Cost management for Kubernetes

Azure Cost Management
Azure Kubernetes Service (AKS)
Azure Managed Disks
Azure Storage
Azure Virtual Machines

This guide explains how pricing and cost management work in Azure Kubernetes Service (AKS) compared to Amazon Elastic Kubernetes Service (Amazon EKS). The article describes how to optimize costs and implement cost governance solutions for your AKS cluster.

Note

This article is part of a series of articles that helps professionals who are familiar with Amazon EKS to understand Azure Kubernetes Service (AKS).

Amazon EKS cost basics

In Amazon EKS, you pay a fixed price per hour for each Amazon EKS cluster. You also pay for the networking, operations tools, and storage that the cluster uses.

Amazon EKS worker nodes are standard Amazon EC2 instances, so they incur regular Amazon EC2 prices. You also pay for other Amazon Web Services (AWS) resources that you provision to run your Kubernetes worker nodes.

There are no extra costs to use Amazon EKS managed node groups. You pay only for the AWS resources you provision, including Amazon EC2 instances, Amazon EBS volumes, Amazon EKS cluster hours, and any other AWS infrastructure.

When creating a managed node group, you can choose to use the On-Demand or Spot Instances capacity type to manage the cost of agent nodes. Amazon EKS deploys a managed node group with an Amazon EC2 Auto Scaling group that contains either all On-Demand or all Spot Instances.

With On-Demand Instances, you pay for compute capacity by the second, with no long-term commitments. Amazon EC2 Spot Instances are spare Amazon EC2 capacity that offers discounts compared to On-Demand prices.

  • Amazon EC2 Spot Instances can be interrupted with a two-minute interruption notice when EC2 needs the capacity back.

  • Amazon provides Spot Fleet, a method to automate groups of On-Demand and Spot Instances, and Spot Instance Advisor to help predict which region or Availability Zone might provide minimal disruption.

  • AWS Spot Instance prices vary. AWS sets the price depending on long-term supply and demand trends for Spot Instance capacity, and you pay the price in effect for the time period the instance is up.

Azure Kubernetes Service cost analysis

An Azure Kubernetes Service (AKS) cluster relies on various Azure resources such as virtual machines, virtual disks, load-balancers, and public IP addresses. These resources can be utilized by multiple applications, which might be managed by different teams within an organization. The consumption patterns of these resources can vary, resulting in varying contribution toward the total cluster resource cost. Additionally, some applications may have footprints across multiple clusters, making cost attribution and management a challenge.

For scenarios where a cluster contains a single workload, Microsoft Cost Management can be used to measure cluster resource consumption under the cluster resource group.
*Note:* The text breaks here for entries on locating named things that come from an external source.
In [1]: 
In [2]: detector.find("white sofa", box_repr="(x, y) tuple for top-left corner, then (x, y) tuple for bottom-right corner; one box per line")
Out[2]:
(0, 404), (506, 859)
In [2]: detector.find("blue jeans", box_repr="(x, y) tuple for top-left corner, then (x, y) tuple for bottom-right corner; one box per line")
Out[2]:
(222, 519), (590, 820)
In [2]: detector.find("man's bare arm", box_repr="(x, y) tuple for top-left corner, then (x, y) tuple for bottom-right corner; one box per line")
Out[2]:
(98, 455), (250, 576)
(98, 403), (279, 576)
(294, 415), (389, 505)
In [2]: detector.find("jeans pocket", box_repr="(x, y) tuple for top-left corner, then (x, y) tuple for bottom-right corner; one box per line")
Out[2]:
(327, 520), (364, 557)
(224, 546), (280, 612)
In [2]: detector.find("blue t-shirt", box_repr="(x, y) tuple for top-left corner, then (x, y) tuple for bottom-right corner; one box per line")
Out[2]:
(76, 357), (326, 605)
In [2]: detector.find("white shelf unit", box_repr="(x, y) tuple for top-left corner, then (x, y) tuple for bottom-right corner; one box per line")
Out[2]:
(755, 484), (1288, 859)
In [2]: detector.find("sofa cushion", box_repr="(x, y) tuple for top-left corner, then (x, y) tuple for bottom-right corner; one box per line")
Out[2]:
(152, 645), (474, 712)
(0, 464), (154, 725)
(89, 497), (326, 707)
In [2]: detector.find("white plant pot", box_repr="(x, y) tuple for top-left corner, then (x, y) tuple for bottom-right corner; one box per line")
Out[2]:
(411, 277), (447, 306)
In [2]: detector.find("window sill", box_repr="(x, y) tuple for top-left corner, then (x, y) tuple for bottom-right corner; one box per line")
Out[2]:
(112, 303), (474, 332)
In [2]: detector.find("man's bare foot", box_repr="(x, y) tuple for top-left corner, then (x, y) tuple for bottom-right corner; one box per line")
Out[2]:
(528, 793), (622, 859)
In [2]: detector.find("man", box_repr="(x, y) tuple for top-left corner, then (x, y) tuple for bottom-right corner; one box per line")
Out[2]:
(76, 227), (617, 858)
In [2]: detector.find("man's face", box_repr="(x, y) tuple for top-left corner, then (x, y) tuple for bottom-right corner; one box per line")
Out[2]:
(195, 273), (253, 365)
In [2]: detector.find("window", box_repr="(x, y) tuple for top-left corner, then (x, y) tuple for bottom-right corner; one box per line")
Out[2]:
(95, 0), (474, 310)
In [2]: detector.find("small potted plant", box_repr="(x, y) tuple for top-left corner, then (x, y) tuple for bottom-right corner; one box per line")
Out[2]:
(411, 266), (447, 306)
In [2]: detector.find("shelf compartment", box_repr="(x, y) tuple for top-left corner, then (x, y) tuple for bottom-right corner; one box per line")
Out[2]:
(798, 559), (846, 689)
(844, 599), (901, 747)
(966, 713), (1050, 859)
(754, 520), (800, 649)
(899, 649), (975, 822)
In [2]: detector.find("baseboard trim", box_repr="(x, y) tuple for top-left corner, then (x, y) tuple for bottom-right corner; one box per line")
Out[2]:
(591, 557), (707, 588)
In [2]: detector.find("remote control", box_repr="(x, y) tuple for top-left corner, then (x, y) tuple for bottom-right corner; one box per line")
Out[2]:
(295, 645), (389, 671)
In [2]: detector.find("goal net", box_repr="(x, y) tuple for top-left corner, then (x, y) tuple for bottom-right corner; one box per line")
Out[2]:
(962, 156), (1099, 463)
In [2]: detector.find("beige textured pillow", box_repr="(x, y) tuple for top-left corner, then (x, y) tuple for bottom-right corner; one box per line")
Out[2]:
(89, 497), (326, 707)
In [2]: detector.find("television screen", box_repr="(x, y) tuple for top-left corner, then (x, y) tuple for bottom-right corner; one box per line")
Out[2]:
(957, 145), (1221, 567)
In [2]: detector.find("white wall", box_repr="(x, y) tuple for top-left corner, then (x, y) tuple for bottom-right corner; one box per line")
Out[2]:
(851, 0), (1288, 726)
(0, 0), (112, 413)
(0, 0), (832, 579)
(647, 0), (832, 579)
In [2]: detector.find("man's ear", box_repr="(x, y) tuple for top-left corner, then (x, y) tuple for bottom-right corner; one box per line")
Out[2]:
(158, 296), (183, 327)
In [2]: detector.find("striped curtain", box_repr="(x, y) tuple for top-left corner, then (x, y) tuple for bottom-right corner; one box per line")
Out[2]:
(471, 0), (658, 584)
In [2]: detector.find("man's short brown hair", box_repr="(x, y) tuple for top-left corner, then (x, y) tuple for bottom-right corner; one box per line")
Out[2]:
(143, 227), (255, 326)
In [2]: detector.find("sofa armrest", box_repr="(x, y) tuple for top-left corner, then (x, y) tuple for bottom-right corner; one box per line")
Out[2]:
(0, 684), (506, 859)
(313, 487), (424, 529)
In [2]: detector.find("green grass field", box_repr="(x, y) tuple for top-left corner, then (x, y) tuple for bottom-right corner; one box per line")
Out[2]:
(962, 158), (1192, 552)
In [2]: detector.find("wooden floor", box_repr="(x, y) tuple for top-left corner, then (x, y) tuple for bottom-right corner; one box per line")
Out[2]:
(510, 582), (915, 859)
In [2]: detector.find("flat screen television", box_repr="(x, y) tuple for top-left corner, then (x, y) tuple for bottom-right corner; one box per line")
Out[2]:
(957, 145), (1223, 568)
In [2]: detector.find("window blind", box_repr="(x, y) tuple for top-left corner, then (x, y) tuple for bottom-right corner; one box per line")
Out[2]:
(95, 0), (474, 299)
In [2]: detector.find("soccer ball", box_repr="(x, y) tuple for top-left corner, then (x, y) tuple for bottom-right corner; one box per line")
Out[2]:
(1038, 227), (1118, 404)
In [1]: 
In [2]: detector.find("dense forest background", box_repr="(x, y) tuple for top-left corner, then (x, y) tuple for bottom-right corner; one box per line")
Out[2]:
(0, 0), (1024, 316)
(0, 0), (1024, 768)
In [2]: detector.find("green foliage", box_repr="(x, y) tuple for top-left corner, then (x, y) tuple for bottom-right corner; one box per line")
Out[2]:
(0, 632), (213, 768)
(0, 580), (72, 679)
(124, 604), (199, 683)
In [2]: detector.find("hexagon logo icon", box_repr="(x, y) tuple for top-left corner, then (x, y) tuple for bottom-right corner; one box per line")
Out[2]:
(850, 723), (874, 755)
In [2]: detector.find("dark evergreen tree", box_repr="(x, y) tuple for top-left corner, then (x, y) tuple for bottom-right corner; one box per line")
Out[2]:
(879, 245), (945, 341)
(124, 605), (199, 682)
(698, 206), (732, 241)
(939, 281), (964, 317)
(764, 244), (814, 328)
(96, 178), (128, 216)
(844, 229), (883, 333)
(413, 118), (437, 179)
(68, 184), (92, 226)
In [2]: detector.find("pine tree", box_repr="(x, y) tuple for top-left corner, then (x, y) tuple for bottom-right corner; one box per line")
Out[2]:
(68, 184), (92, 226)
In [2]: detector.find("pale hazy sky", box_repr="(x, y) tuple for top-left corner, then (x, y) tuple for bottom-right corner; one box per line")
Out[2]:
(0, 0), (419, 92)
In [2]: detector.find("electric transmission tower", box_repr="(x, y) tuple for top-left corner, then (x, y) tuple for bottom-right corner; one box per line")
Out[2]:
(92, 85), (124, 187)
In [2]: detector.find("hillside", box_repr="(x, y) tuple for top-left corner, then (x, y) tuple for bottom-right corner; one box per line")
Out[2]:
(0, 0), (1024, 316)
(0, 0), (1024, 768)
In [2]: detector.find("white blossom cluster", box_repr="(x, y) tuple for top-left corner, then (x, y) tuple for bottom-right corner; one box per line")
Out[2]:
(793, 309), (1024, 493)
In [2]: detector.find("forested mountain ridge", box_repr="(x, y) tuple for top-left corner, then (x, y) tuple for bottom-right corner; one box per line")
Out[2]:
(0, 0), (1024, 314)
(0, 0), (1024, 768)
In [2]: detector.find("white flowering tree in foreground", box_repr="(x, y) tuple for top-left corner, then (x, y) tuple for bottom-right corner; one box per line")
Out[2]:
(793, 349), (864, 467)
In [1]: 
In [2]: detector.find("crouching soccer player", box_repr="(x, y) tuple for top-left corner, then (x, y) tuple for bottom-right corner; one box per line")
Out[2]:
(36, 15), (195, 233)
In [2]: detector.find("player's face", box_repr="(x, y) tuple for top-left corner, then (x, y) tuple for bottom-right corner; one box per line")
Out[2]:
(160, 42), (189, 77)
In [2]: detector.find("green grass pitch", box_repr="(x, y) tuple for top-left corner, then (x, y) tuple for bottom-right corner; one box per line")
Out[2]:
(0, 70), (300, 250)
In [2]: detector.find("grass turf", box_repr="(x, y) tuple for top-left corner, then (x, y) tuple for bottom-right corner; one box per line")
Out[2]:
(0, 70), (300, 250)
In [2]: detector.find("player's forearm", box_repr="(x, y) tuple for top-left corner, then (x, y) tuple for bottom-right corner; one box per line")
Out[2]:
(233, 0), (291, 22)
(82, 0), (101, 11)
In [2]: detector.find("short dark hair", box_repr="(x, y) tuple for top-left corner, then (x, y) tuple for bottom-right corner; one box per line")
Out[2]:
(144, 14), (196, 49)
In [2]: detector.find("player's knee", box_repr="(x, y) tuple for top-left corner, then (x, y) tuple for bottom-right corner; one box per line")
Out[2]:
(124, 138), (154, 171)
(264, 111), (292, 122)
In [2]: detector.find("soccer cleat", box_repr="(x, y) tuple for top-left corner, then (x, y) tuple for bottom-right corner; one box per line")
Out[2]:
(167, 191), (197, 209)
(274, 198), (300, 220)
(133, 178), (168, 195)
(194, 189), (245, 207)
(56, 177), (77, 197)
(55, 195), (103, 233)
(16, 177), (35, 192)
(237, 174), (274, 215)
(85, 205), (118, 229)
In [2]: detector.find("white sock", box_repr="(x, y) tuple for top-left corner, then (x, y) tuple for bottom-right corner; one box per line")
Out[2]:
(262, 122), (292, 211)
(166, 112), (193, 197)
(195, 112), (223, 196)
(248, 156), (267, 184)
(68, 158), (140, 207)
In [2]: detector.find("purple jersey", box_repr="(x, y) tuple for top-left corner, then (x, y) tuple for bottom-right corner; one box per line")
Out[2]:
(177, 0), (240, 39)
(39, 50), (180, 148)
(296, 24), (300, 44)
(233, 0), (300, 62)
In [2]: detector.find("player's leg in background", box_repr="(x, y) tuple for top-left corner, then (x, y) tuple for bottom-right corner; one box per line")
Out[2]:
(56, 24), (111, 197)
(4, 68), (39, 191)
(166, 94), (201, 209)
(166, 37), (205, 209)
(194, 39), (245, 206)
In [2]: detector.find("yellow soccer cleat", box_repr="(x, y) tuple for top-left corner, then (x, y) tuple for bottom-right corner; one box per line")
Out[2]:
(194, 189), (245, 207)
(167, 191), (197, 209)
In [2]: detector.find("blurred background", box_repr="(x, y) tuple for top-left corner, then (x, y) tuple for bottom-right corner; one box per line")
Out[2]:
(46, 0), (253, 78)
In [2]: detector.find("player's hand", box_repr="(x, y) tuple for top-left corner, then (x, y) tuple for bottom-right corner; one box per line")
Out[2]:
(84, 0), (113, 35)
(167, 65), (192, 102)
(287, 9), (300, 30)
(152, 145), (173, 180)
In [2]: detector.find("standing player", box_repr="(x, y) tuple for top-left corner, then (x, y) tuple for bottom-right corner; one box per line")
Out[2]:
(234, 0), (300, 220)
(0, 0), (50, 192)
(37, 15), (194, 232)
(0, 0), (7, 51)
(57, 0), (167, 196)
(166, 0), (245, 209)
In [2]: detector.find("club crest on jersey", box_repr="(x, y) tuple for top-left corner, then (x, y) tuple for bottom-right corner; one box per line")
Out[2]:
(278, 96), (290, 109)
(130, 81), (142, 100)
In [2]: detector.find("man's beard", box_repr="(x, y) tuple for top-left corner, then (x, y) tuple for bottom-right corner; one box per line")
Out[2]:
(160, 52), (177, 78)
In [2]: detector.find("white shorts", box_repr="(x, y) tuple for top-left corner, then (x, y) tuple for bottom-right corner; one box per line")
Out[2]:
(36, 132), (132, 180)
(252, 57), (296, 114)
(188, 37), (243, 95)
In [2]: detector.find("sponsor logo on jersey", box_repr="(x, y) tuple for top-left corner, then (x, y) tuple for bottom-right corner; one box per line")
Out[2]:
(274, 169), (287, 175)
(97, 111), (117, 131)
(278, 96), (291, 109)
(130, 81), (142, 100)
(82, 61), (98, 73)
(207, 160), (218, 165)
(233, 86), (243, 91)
However, some scenarios are not natively covered by that solution alone, for example:

  • Granular breakdown of resource usage, such as compute, network, and storage.
  • Distinguishing between individual application costs and shared costs.
  • Analyzing costs across multiple clusters in the same subscription scope.

To increase cost observability, AKS has integrated with Microsoft Cost Management to provide detailed cost drilldowns at Kubernetes constructs like cluster and namespace. This integration enables cost analysis at the Azure compute, network, and storage categories.

The AKS cost analysis addon is built on OpenCost, an open-source project for usage data collection. It provides cost visibility by reconciling data with your Azure invoice. The post-processed data is directly visible in the Cost Management cost analysis portal. For more information, see Azure Kubernetes Service cost analysis.

Cost Definitions

In the Kubernetes namespaces and assets views, you will see the charges, such as:

  • Idle charges: Represents the cost of available resource capacity that wasn't used by any workloads.
  • Service charges: Represents the charges associated with services like Uptime service-level agreement (SLA) and Microsoft Defender for Containers.
  • System charges: Represents the cost of capacity reserved by AKS on each node to run system processes required by the cluster.
  • Unallocated charges: Represents the cost of resources that couldn't be allocated to namespaces.

AKS cost basics

Kubernetes architecture is based on two layers, the control plane and one or more nodes or node pools. The AKS pricing model is based on the two Kubernetes architecture layers.

  • The control plane provides core Kubernetes services, such as the API server and etcd, and application workload orchestration. The Azure platform manages the AKS control plane, and for the AKS Free tier, the control plane has no cost.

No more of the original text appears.